A research team from the University of Zurich has developed a new drone that can retract its propeller arms in flight and make itself small enough to fit through narrow gaps and holes.

The foldable drone could be particularly useful when searching for victims of natural disasters.

Inspecting a damaged building after an earthquake or during a fire is an ideal job for a drone. The drone could look for people trapped inside and guide the rescue team towards them. However, in many cases, the drone would need to enter the building through a crack in a wall, a partially open window or through bars. The typical size of a drone does not allow this.

Inspired by birds

To solve this problem, researchers from the Robotics and Perception Group at the University of Zurich and the Laboratory of Intelligent Systems at EPFL (the Ecole polytechnique fédérale de Lausanne) created a new kind of drone.

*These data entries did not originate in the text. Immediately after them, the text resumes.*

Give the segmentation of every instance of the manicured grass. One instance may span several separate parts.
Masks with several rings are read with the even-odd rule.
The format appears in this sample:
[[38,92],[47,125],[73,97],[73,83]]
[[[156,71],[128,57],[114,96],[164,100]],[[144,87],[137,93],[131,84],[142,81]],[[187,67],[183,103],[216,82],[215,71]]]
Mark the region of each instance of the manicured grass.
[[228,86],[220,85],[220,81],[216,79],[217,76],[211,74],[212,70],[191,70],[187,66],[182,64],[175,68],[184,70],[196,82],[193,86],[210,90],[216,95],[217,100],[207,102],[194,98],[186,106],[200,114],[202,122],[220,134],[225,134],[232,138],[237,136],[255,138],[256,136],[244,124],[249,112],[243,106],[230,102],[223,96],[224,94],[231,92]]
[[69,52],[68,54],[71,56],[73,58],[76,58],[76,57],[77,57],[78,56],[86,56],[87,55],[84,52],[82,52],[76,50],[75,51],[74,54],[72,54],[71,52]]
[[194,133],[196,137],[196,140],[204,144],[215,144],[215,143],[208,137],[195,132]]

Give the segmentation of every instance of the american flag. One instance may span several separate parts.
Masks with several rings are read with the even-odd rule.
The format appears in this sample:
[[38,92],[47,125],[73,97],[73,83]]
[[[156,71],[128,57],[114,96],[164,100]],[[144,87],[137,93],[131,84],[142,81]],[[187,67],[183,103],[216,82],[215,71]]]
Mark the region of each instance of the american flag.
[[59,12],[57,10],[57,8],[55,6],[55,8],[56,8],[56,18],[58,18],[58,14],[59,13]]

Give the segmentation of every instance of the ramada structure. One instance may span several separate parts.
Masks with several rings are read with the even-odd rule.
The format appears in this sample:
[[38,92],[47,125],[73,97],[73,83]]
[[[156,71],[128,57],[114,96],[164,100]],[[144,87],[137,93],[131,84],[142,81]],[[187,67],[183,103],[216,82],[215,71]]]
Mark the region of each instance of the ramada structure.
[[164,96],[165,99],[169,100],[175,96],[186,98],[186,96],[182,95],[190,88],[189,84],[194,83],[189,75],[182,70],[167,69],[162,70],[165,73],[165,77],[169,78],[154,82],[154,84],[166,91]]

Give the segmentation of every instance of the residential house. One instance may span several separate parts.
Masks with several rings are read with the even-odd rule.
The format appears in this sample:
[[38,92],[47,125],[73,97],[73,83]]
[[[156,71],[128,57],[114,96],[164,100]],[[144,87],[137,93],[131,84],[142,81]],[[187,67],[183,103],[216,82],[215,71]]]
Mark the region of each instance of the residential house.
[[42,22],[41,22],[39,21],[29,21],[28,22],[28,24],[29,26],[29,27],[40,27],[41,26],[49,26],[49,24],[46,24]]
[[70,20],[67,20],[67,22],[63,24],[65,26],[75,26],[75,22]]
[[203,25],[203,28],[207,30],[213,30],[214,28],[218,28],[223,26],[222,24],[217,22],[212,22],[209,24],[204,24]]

Inspired by birds that fold their wings in mid-air to cross narrow passages, the new drone can squeeze itself to pass through gaps and then go back to its previous shape, all the while continuing to fly.

The researchers’ drone can also hold and transport objects along the way.

Davide Falanga, researcher at the University of Zurich and the paper’s first author, explains: “Our solution is quite simple from a mechanical point of view, but it is very versatile and very autonomous, with onboard perception and control systems.”

The ace in the hole

The Zurich and Lausanne teams worked in collaboration and designed a quadrotor with four propellers that rotate independently, mounted on mobile arms that can fold around the main frame thanks to ‘servo-motors’.

The team calls its innovative control system “the ace in the hole”. The control system adapts in real time to any new position of the arms, adjusting the thrust of the propellers as the centre of gravity shifts.

“The morphing drone can adopt different configurations according to what is needed in the field,” notes Stefano Mintchev, co-author and researcher at EPFL.

The standard configuration is X-shaped, with the four arms stretched out and the propellers at the widest possible distance from each other. When faced with a narrow passage, the drone can switch to an ‘H’ shape, with all arms lined up along one axis or to an ‘O’ shape, with all arms folded as close as possible to the body. A ‘T’ shape can be used to bring the onboard camera mounted on the central frame as close as possible to objects that the drone needs to inspect.

Autonomous rescue

In the future, the researchers hope to further improve the drone structure so that it can fold in all three dimensions. They want to develop algorithms that will make the drone truly autonomous, allowing it to look for passages in a real disaster scenario and automatically choose the best way to pass through them.

“The final goal is to give the drone a high-level instruction such as ‘enter that building, inspect every room and come back’ and let it figure out by itself how to do it,” says Falanga.